Considering the actual behaviour, Italy, Finland and the UK reported a high proportion of individuals that took days off from work/school in case of influenza symptoms, while in Romania the proportion was low compared to other countries. Except for Finland, a high proportion of individuals reported having isolated themselves in a separate room, if not living alone, in case of symptoms.

Most published studies in the literature report possible behavioural intentions and preventive strategies adopted by the population in the early phase of the 2009 pandemic [5, 12, 15, 16, 24, 26, 30]. Studies on behavioural response to the initial phase of the 2009 pandemic influenza have highlighted an initial high level of anxiety about the pandemic [12] and different behavioural responses to the risk of infection [5, 15, 16, 24, 26, 27, 30]. In the USA, data collected on public response to 2009 pandemic influenza from May 2009 to June 2009 suggest that 16–25 % of Americans avoided mass gathering events, like sporting events, malls or public transportation and 20 % reduced contact with people outside [their] household as much as possible [27].

Published studies have shown a behavioural change in the population against the 2009 pandemic [12, 24] and our results support this.
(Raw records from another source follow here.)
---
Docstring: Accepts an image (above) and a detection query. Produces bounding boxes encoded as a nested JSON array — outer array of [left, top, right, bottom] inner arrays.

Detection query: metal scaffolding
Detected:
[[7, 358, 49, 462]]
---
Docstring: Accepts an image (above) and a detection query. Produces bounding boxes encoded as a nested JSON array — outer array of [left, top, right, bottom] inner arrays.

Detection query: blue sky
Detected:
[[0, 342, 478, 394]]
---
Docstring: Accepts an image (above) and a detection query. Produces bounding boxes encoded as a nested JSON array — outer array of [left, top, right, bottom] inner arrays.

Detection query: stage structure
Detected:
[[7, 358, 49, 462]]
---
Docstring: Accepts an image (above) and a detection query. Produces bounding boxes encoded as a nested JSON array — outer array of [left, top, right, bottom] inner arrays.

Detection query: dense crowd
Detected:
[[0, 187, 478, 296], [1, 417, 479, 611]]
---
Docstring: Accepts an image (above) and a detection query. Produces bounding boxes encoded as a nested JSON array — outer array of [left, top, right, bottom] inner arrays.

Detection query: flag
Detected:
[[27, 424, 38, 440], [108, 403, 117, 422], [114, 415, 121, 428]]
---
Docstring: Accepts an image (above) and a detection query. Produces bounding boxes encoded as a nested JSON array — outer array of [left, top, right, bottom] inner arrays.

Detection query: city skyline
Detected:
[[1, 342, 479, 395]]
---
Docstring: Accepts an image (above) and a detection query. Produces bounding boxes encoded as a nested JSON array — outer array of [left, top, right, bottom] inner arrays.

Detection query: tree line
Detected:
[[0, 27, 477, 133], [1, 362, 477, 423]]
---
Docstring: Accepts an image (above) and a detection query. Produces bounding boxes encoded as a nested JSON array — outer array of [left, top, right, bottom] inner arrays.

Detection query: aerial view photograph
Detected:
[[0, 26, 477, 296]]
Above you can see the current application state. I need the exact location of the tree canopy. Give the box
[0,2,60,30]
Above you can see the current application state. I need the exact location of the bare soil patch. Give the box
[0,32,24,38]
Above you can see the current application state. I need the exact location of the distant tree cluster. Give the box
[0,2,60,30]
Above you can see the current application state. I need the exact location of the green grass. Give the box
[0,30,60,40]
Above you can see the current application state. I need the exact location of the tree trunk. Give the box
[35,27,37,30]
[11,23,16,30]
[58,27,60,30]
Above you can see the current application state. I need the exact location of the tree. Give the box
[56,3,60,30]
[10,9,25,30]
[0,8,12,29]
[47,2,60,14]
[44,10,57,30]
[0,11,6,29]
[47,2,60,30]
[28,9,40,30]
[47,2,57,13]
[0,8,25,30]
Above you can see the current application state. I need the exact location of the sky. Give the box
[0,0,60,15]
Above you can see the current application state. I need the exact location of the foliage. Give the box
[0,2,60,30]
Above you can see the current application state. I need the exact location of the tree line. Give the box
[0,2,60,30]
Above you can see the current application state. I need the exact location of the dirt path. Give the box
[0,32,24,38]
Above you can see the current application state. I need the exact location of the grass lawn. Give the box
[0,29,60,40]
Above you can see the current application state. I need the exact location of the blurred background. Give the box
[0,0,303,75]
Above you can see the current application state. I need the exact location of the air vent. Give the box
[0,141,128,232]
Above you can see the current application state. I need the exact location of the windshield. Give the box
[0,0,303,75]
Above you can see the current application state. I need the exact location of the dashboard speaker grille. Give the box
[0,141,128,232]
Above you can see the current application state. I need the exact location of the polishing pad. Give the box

Suboptimal adherence to preventive measures as a function of risk perception has been previously described [18, 19] and is also confirmed by our results showing that the reduction in some avoidance behaviours may indicate a decrease in risk perception with consequent decline in population adherence to public health authorities recommendations.

The role of human behaviours on mathematical model estimation of epidemiological parameters (such as the reproductive number) has previously been discussed [9, 11, 21, 22] because of the possible role of behavioural changes on the contact network and in the virus transmissibility [9]. Recent published studies [21, 22] have started to investigate the role of spontaneous behavioural changes in the population, not accounted for by the large majority of influenza transmission models showing that individual choices can drastically affect the dynamics, the overall number of cases and epidemic spread, mostly by altering timing.

To our knowledge our study is the only one to have investigated the actual behaviour of the population in EU countries and provides crucial descriptions of pandemic impact on social-network dynamics parameters to be included in mathematical models in order to obtain more accurate and realistic scenarios and for giving better insight to public health policy makers.